Делая мне предложение, Матвей купил кольца. Теперь такое же кольцо, как и моё, только размером больше, всегда красовалось у него на пальце, я же никак не могла привыкнуть к наличию украшения и часто снимала его во время мытья посуды или купания. Зная, как серьёзно он относится к этому знаку нашей принадлежности друг другу, я мысленно отругала себя, поклявшись больше не снимать золотой кружок.

В Павловскую мы приехали за сорок минут до назначенного времени, я предложила Матвею прокатиться по станице.

– Посмотришь школу, где я училась, дом культуры, где занималась танцами.

– Ладно, – согласился он, вытирая пот со лба.

На улице было не жарко, но он явно волновался. Я могла лишь посочувствовать: мне пока не грозило знакомство с его родителями. Вот когда у них закончится контракт и они вернутся в Россию, тогда и буду переживать.

Моя родная станица понравилась Матвею густой зеленью садов и ухоженными палисадниками. На Кубани принято, чтобы каждая уважающая себя хозяйка обязательно разбивала цветник перед домом. Приглянулись ему и широкие улицы, и дороги с двух сторон, засаженные пирамидальными тополями.

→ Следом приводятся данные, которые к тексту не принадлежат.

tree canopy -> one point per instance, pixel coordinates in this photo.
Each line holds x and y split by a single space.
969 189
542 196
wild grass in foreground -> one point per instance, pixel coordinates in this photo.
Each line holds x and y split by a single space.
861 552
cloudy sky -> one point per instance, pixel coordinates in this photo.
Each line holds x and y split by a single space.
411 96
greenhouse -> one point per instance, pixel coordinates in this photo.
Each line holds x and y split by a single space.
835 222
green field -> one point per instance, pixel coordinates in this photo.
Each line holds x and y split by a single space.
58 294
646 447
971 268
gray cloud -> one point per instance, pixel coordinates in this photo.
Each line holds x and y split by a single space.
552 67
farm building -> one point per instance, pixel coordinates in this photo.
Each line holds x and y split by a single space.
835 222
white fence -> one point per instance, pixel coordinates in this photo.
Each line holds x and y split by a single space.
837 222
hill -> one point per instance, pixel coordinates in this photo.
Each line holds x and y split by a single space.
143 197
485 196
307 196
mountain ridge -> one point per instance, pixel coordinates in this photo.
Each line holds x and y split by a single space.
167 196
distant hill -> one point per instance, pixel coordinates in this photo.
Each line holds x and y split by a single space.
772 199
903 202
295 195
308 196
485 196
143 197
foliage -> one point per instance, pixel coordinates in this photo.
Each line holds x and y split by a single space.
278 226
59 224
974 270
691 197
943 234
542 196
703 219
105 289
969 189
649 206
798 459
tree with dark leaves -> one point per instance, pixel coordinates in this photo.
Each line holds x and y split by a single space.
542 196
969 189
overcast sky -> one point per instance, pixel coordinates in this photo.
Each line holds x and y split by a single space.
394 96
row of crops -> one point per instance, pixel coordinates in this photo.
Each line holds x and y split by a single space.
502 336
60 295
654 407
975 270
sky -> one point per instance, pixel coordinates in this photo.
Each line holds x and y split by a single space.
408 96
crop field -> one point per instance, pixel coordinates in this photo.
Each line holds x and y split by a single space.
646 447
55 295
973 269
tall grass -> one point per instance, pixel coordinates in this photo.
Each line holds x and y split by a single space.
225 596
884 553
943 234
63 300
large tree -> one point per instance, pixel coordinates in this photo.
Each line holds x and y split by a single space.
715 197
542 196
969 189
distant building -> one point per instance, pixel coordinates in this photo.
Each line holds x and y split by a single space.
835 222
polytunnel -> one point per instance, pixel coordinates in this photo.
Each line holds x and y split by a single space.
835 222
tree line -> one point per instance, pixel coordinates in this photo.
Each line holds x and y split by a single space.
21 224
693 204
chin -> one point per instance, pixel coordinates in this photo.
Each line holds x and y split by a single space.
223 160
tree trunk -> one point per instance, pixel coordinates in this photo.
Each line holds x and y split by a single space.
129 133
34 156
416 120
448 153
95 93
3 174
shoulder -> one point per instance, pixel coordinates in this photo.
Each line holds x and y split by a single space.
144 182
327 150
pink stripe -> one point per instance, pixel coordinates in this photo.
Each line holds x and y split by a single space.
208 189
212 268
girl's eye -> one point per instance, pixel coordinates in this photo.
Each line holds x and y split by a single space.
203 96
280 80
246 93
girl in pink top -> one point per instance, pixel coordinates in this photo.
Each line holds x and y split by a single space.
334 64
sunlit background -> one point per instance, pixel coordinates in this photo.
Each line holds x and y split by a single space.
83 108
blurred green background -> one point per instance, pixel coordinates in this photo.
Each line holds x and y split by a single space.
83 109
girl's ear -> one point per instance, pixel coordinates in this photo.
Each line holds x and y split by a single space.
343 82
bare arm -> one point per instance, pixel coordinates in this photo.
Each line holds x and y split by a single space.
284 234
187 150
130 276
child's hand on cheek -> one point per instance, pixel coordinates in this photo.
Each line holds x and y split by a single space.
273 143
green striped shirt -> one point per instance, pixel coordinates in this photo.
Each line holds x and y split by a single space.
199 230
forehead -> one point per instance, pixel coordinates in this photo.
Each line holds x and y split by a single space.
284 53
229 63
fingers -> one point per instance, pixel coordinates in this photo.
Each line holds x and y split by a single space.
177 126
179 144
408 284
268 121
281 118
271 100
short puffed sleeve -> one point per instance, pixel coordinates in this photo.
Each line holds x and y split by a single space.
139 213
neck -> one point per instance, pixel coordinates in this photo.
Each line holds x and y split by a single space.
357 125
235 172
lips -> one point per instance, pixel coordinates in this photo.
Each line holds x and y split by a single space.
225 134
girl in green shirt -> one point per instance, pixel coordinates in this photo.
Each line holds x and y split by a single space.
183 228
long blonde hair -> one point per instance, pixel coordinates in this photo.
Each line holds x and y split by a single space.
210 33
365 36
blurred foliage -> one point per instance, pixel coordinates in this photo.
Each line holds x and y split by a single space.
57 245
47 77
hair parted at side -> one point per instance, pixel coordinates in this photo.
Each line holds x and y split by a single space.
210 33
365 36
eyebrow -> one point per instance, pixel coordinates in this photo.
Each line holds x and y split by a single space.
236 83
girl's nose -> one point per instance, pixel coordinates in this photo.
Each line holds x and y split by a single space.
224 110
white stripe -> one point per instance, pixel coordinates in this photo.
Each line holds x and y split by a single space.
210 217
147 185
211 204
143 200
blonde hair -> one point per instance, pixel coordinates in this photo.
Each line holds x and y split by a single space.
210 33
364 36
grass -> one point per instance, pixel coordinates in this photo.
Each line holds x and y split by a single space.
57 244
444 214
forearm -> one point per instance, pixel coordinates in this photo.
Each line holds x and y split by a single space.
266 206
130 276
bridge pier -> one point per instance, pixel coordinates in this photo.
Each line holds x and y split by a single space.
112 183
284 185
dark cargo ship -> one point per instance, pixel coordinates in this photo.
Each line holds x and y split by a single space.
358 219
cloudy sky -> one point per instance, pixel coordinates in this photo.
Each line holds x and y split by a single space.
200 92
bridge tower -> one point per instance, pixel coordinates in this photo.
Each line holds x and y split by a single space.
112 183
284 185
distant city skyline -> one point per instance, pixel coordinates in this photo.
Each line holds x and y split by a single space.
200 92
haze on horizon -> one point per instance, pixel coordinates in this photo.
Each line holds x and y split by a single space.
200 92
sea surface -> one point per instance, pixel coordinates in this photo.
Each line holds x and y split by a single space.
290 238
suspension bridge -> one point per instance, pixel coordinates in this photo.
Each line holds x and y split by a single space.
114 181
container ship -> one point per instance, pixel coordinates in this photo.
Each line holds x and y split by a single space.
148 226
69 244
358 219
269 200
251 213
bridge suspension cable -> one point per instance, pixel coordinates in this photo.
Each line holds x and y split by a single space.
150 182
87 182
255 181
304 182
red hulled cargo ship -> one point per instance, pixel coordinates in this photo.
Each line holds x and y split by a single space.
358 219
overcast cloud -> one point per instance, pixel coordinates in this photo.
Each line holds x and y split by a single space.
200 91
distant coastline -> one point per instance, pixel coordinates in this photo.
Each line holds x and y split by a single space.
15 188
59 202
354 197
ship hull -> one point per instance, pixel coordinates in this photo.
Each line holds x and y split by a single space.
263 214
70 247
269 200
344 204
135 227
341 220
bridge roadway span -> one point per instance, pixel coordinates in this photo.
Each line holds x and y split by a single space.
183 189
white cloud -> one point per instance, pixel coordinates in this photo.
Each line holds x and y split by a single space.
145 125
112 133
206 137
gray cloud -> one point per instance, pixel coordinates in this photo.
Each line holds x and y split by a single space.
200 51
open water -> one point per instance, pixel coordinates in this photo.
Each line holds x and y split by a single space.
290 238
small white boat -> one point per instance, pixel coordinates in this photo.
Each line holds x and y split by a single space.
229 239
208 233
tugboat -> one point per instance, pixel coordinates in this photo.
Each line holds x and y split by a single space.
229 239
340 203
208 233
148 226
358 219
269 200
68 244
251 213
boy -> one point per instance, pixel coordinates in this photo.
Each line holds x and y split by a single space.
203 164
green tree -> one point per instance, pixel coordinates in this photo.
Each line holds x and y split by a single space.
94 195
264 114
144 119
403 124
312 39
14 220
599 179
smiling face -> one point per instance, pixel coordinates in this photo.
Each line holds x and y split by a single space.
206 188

– Я ревную к твоему прошлому, – заявил Матвей, разглядывая трёхэтажное здание школы. – Хотелось бы знать тебя ребёнком и подростком школьницей. Наверно, ты была забавной девочкой.

Я усмехнулась.

– Это вряд ли. Я была упёртой и вредной. Вечно спорила с мамой и учителями. Не желая, чтобы меня запихивали в нужные рамки, отвоёвывала личную свободу. В результате собственной глупости постоянно стояла в углу или сидела взаперти в кладовой, в школе же получала игнор. – Посмотрев на часы, я добавила: – Нам пора.

Подъехав к дому, Матвей припарковал «Ниву» у ворот. Сквозь сетчатый забор я разглядела отца, стоящего у мангала. Заметив нас, он поднял голову, помахал рукой. Матвей вытащил из багажника машины два букета цветов, упаковку цветной соломки, торт, коробку с листовым табаком и подарочный набор шампуни. Забрав торт, я встала на цыпочки и чмокнула любимого мужчину в щёку.

– Хватит тревожиться. Разве может кому-то не понравиться такой красавчик как ты.

Матвей хмыкнул:

– Есть и такие люди.

Когда мы приблизились к отцу, я заметила на его лице волнение, которое быстро сменилось на выражение приветливости. От нехорошего предчувствия сжалось сердце, я кашлянула.

– Папа, это Матвей. О нём я говорила по телефону.

Матвей слегка поклонился.

– Здравствуйте, Дмитрий Иванович. Приятно познакомиться.

– Здравствуйте, молодой человек. Настя, проводи гостя в дом.

Матвей протянул отцу коробку с табаком.

– Небольшой подарок для вас.

Отец обрадованно присвистнул:

– Ориентал1. Настоящий турецкий табак. Спасибо. Спасибо.

Я усмехнулась.

– Было б лучше, если бы ты бросил курить.

Отец виновато улыбнулся и пригладил ладонью взъерошенные волосы, расположенные венчиком вокруг лысой макушки.

– Доча, позволь иметь хоть одну слабость. Да не стойте тут, проходите.

За круглым столом, накрытым белоснежной накрахмаленной скатертью, заставленном белой посудой и хрусталём, сидели мама и Алёна. При виде моего спутника глаза обеих округлились. Правда, у сестры удивление было более красноречивым. Матвей, вручив букеты и подарки, слегка наклонил голову.

– Рад знакомству, Антонина Яковлевна, Алёна. Как вы уже поняли: я парень Насти Матвей.

Когда мама разглядела подарок, её губы растянулись в слабой улыбке. Обычно осенью папа привозил с поля мешок соломы, мама сама разрезала сухие стебли пшеницы, отпаривала горячим утюгом и потом уже делала из золотых полосок соломы поделки и картины. А тут ей вручили готовый набор соломки, да ещё разного цвета. За полтора месяца, что я не видела мать, она похудела и немного постарела, но выглядела как всегда безупречно. В светлых волосах, красиво уложенных на затылке во что-то наподобие цветка, поблёскивало больше седины, вокруг голубых глаз более резко обозначилась сеточка из мелких морщинок, уголки губ, выкрашенных розовой помадой, немного опустились вниз, но мама по-прежнему выглядела безупречно и элегантно, как и подобает пани польских кровей.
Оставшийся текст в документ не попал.